As the Mueller investigation appears to zero in on President Trump himself, and as news emerges of Trump’s efforts to fire the special counsel last June, the President’s diehard defenders in Congress are in panic mode.
Among them is Congressman Goodlatte. As Politico reports:
On Fox News, Rep. Bob Goodlatte (R-Va.), chairman of the House committee that oversees the Justice Department and FBI, alleged an anti-Trump “conspiracy” by FBI agents whose text message exchanges have been made public in selective bursts by GOP lawmakers.

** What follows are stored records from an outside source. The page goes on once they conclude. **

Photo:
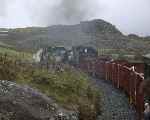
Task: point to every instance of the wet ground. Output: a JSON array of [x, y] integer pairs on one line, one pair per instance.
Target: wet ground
[[115, 104]]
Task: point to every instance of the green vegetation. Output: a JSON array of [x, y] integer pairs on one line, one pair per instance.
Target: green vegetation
[[12, 53], [69, 87]]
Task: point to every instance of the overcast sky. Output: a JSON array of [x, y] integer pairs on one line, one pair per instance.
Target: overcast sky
[[130, 16]]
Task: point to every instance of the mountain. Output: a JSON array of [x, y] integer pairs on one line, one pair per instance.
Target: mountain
[[97, 33]]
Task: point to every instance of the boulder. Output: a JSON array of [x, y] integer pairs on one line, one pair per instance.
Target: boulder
[[24, 103]]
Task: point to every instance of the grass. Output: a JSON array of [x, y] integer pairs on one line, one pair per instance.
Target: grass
[[70, 88], [15, 54]]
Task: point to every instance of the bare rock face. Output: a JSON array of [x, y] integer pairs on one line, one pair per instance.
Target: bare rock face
[[24, 103]]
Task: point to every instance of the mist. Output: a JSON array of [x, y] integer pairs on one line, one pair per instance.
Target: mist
[[130, 16]]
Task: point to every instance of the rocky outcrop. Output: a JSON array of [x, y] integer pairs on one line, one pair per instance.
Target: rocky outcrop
[[24, 103]]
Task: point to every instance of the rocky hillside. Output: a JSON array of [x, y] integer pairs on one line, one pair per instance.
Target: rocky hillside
[[97, 33]]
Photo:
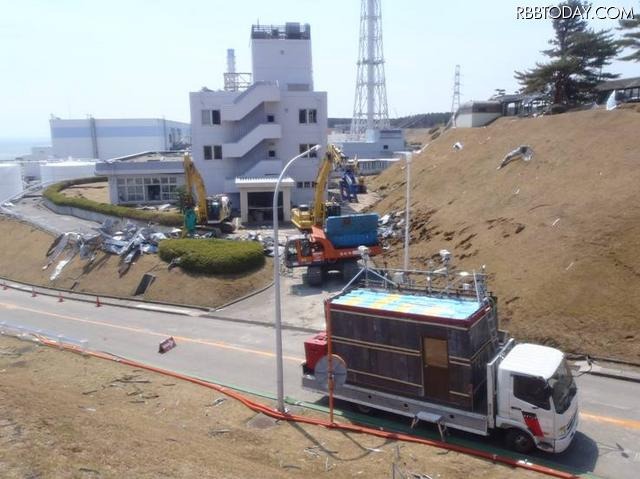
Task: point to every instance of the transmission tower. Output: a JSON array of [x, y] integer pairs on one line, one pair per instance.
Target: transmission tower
[[455, 101], [370, 111]]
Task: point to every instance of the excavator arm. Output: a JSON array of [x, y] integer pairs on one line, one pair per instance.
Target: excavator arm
[[195, 187], [333, 158]]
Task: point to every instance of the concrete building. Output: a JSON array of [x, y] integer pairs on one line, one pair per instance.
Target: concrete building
[[243, 137], [144, 178], [627, 90], [378, 144], [112, 138], [477, 113]]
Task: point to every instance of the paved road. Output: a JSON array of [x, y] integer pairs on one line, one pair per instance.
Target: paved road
[[241, 354], [31, 209]]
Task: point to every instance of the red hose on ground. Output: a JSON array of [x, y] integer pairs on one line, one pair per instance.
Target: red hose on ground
[[274, 413]]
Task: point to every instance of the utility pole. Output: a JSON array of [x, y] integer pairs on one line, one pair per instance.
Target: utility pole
[[370, 110]]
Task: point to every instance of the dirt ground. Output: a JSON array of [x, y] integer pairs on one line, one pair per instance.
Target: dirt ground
[[559, 234], [63, 415], [24, 247], [98, 191]]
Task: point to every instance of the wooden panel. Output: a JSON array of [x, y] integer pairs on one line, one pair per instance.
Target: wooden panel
[[436, 368]]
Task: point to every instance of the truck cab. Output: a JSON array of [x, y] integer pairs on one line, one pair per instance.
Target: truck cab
[[536, 396]]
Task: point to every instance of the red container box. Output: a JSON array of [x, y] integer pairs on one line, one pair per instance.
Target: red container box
[[314, 349]]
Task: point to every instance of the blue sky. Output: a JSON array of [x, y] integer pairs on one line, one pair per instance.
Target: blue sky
[[140, 58]]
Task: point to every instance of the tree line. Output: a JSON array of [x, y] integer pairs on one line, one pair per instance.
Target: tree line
[[578, 55]]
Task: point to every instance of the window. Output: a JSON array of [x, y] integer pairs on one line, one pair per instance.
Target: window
[[206, 117], [308, 115], [210, 117], [531, 390], [304, 147]]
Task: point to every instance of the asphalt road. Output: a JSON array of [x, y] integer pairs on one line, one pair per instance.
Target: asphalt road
[[241, 355]]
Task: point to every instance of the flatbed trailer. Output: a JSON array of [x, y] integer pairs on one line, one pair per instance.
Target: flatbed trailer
[[524, 389]]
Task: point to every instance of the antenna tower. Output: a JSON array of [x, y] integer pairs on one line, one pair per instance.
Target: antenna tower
[[455, 101], [370, 111]]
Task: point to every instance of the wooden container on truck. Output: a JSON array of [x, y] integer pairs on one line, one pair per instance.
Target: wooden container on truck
[[416, 345]]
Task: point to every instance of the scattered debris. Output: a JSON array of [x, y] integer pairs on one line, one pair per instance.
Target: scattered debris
[[146, 281], [167, 345], [524, 152]]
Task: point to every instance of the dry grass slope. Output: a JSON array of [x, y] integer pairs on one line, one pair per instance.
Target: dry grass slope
[[559, 234]]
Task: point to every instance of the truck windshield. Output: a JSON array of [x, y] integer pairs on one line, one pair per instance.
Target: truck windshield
[[563, 387]]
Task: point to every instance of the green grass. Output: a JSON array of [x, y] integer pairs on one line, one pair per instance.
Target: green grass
[[54, 193], [213, 256]]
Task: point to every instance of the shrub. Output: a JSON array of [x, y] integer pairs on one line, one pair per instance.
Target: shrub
[[213, 256], [54, 194]]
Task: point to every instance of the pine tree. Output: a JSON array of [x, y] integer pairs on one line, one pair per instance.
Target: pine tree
[[631, 38], [577, 58]]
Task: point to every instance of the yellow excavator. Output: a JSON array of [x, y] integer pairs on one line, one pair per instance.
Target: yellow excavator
[[213, 212], [305, 217]]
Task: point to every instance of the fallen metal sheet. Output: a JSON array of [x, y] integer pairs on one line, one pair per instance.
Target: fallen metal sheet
[[523, 152]]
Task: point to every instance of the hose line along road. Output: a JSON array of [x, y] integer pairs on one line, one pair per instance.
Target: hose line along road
[[240, 354]]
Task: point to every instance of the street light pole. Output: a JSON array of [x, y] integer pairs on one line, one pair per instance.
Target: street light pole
[[407, 217], [276, 281], [408, 158]]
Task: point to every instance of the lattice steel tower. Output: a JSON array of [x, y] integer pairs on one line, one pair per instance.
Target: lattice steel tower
[[370, 111], [455, 101]]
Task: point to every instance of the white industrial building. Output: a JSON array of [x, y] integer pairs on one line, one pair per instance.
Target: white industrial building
[[477, 113], [112, 138], [149, 177], [244, 135]]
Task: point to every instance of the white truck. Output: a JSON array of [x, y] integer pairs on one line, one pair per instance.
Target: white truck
[[409, 351]]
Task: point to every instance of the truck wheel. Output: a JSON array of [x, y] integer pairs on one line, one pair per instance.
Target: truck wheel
[[314, 276], [519, 441]]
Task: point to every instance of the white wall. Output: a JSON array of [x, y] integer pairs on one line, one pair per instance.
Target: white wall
[[284, 61], [115, 137]]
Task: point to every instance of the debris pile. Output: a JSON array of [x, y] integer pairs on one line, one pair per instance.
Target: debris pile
[[268, 243], [524, 152], [128, 242]]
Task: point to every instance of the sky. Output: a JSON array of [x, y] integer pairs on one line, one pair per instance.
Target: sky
[[141, 58]]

“Some of these texts are very disturbing,” Goodlatte said, adding, “They illustrate a conspiracy on the part of some people, and we want to know a lot more about that.”
…..
Congressional Democrats say it’s no accident that the GOP probes have escalated as Mueller has homed in on Trump’s top allies. Reps. Adam Schiff of California, Jerry Nadler of New York and Elijah Cummings of Maryland, the top Democrats on three GOP-led committees unearthing internal FBI documents, say the Republican efforts smack of a partisan campaign to protect the president and sully the investigators who have questioned his behavior.

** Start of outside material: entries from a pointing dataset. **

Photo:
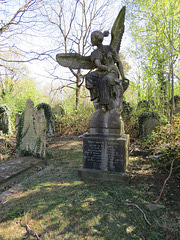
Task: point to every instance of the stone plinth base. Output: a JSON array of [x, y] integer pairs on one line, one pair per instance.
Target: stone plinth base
[[104, 176], [106, 153]]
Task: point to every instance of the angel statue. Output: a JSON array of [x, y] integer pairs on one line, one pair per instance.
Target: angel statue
[[106, 89]]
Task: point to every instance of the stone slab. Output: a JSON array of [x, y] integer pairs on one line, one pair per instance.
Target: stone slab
[[103, 176], [106, 153], [12, 167]]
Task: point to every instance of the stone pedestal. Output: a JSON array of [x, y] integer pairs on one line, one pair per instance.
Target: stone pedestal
[[106, 149], [106, 153]]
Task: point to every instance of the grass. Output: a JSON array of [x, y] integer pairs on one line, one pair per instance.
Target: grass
[[59, 205]]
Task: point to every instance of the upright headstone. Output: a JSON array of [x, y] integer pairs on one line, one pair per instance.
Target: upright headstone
[[5, 123], [50, 126], [31, 137]]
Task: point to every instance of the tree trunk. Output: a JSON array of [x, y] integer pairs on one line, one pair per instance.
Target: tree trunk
[[78, 86]]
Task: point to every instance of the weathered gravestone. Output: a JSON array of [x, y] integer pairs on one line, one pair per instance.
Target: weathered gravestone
[[5, 124], [31, 136], [148, 122], [106, 149], [50, 126]]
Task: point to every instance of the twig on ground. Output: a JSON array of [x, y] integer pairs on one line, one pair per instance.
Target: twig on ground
[[167, 228], [144, 215], [30, 231], [165, 182]]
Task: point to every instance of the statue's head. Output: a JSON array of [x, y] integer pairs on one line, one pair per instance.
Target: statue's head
[[98, 36]]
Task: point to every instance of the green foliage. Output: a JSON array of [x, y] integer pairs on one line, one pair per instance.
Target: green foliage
[[166, 141], [49, 115], [155, 31], [5, 121], [74, 122], [16, 94]]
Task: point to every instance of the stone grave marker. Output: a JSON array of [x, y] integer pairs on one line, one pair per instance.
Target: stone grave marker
[[31, 136]]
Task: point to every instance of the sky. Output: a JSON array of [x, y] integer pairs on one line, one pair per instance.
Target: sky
[[41, 40]]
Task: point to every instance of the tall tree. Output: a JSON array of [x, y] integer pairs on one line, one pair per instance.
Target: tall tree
[[72, 22]]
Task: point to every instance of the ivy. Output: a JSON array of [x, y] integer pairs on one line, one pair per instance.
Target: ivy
[[49, 115]]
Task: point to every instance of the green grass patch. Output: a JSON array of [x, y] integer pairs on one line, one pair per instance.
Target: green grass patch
[[59, 205]]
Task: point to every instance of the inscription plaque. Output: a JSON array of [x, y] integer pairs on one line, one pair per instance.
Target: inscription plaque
[[106, 154]]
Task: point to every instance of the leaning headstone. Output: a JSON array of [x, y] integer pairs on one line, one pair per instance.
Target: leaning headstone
[[5, 123], [148, 122], [31, 136], [50, 128]]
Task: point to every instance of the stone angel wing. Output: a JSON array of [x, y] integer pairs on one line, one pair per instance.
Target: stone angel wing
[[118, 30], [75, 61]]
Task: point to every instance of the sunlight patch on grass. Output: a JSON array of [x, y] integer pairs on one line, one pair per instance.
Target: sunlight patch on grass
[[130, 229]]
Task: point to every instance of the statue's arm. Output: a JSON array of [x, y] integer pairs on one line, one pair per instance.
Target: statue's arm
[[120, 67], [100, 66]]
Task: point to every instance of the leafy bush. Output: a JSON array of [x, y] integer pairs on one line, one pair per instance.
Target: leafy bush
[[166, 142]]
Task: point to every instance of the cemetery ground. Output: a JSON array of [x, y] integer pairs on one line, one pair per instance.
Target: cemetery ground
[[52, 202]]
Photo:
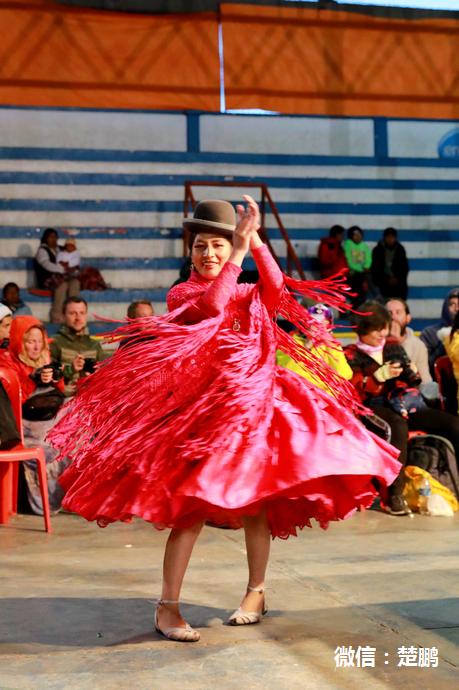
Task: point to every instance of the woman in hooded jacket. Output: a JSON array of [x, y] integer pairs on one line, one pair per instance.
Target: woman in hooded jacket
[[42, 394]]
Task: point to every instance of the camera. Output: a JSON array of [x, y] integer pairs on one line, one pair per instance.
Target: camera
[[89, 365], [395, 354], [56, 369]]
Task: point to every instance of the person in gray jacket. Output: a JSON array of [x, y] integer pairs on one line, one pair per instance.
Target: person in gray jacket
[[73, 347]]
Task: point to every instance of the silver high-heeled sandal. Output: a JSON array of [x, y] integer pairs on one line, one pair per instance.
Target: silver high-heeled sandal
[[176, 634], [241, 617]]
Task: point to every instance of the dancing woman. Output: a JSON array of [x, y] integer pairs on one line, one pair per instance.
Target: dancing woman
[[200, 424]]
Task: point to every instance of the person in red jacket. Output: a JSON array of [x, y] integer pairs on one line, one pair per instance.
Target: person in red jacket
[[29, 357], [28, 354], [331, 253]]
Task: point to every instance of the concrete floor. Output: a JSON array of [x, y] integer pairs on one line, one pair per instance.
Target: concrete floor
[[76, 607]]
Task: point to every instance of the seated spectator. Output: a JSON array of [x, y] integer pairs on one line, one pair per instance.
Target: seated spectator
[[331, 253], [335, 358], [140, 309], [73, 347], [449, 336], [69, 257], [387, 386], [429, 335], [414, 347], [52, 276], [12, 299], [6, 318], [389, 266], [41, 386], [358, 258]]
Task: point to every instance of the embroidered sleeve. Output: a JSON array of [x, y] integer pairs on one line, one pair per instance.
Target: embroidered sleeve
[[205, 301], [271, 277]]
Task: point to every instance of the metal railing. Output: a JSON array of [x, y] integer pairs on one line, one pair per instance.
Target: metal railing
[[266, 205]]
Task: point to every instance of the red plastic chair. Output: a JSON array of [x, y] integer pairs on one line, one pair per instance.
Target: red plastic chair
[[444, 375], [9, 459]]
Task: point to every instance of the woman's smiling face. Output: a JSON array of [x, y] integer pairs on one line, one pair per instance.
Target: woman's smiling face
[[210, 253]]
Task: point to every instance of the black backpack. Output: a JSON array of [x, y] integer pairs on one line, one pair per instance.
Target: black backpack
[[436, 455]]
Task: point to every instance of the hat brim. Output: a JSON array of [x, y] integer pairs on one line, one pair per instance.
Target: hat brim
[[198, 225]]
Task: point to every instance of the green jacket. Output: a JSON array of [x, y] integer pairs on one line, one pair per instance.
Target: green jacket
[[64, 348], [358, 256]]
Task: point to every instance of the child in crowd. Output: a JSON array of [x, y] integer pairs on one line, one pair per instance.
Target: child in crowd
[[11, 298], [334, 357], [69, 256], [6, 318]]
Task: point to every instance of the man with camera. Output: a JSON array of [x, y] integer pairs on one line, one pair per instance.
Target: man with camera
[[389, 385], [73, 348]]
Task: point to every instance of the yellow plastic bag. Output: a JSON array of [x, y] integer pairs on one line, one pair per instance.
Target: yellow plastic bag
[[410, 492]]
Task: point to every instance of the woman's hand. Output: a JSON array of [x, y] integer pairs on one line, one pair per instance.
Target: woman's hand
[[246, 232], [46, 375]]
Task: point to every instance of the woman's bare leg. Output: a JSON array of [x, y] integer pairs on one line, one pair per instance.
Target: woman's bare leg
[[176, 558], [258, 544]]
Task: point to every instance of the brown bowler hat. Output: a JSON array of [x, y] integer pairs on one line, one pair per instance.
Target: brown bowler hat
[[212, 216]]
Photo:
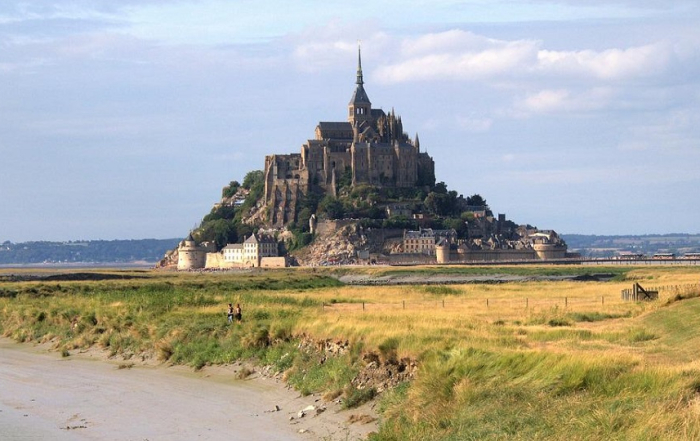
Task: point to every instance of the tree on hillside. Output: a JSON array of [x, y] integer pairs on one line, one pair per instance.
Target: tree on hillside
[[476, 200]]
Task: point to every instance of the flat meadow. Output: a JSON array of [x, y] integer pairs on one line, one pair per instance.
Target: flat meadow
[[527, 359]]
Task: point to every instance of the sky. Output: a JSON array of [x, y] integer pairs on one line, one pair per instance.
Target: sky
[[124, 120]]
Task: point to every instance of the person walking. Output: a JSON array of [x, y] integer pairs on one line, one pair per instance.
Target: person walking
[[229, 313], [238, 313]]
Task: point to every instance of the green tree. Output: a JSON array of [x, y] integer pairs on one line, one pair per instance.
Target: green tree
[[476, 200], [230, 189], [331, 207]]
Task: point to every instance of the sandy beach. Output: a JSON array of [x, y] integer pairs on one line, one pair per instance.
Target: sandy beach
[[44, 396]]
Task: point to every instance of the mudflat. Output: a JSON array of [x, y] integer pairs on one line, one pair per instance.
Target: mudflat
[[85, 397]]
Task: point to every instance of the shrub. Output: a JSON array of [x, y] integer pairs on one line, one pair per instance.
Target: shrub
[[356, 397]]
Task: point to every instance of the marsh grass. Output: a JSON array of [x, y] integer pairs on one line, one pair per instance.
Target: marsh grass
[[529, 360]]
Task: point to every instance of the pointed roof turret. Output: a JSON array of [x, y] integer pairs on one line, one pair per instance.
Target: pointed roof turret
[[359, 66], [359, 96]]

Noah Rothman, an editor for the conservative Commentary magazine, observed on NPR Friday morning: “Over the course of the last year, something has taken hold among Republican legislators and the Republican base that seems convinced that this President is a victim of a concerted effort behind the scenes by members of the FBI to sabotage this administration.”

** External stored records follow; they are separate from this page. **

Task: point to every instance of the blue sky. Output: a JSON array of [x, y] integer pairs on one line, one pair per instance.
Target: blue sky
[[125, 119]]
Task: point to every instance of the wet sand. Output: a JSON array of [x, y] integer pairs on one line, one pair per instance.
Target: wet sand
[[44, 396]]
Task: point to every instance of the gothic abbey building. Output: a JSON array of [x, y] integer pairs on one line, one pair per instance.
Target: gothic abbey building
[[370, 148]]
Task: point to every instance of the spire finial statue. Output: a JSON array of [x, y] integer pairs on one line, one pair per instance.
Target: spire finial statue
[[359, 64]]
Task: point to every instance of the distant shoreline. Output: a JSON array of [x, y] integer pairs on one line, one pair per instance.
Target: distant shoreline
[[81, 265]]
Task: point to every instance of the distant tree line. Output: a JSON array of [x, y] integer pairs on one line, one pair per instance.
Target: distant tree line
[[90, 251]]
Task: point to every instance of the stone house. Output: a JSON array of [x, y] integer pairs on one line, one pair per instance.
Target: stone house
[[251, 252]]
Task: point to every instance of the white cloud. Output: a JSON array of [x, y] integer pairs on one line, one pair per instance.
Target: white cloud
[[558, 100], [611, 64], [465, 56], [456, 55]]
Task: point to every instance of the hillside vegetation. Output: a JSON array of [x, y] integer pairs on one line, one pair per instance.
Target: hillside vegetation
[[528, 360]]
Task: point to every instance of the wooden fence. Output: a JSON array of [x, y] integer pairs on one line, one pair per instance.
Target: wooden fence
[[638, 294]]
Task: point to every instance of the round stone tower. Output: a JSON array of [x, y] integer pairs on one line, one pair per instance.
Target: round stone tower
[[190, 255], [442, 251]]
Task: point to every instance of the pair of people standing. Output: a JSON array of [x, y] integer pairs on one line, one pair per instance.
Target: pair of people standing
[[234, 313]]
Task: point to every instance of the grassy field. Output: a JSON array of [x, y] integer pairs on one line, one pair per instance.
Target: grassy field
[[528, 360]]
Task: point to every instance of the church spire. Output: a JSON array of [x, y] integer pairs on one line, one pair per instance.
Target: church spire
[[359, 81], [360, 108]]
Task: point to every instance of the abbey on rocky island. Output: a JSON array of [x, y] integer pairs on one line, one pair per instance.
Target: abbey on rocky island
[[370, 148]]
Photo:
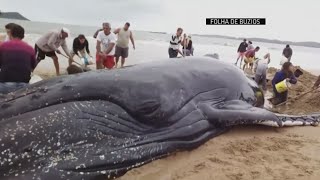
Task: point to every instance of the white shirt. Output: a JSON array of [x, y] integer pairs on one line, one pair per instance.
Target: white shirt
[[106, 40], [175, 42], [250, 46]]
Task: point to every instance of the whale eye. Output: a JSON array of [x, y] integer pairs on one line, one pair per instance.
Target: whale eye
[[148, 107]]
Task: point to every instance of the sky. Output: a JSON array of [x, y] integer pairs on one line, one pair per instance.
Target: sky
[[292, 20]]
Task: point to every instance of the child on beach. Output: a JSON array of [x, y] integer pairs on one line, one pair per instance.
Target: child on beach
[[261, 67], [250, 56], [285, 73]]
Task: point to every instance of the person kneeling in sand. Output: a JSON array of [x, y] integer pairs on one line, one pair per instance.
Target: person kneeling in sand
[[286, 73], [49, 44], [17, 62], [261, 67]]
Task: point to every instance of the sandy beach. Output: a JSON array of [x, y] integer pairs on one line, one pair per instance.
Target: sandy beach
[[251, 152]]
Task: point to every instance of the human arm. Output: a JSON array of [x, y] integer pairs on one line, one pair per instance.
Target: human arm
[[65, 48], [239, 47], [317, 83], [111, 44], [182, 42], [33, 61], [279, 76], [75, 47], [116, 31], [96, 33], [132, 40], [293, 79], [290, 53], [87, 48], [51, 41]]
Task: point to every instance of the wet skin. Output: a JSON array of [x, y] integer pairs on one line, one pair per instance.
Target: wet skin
[[100, 124]]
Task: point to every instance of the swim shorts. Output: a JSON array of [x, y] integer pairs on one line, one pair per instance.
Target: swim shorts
[[248, 60], [241, 54], [123, 52], [108, 61]]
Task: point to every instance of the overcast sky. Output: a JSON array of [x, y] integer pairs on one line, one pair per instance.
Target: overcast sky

Rothman said Congressional Republicans “got way out over their skis on this and suggested the conclusion that they were implying outright, which was that there was a concerted conspiracy, a shadow organization within the FBI, exposed by these anti-Trump texts from a former member of the counter-intelligence division of the FBI who ended up on the Mueller probe for about six weeks. And the suggestion was outright, from people like Representative Bob Goodlatte, that this was a conspiracy. Using that word. And we’ve since seen a lot of these texts in in their appropriate context, and it seems as if this was really overblown, to the point now where you have to wonder whether some credibility has been lost by these Republican members. And if you’re a Republican and a conservative, you should be furious over this.”
This isn’t the first time Goodlatte has squandered his credibility in support of Trump. I suspect it won’t be the last time before he exits Congress at the end of the year.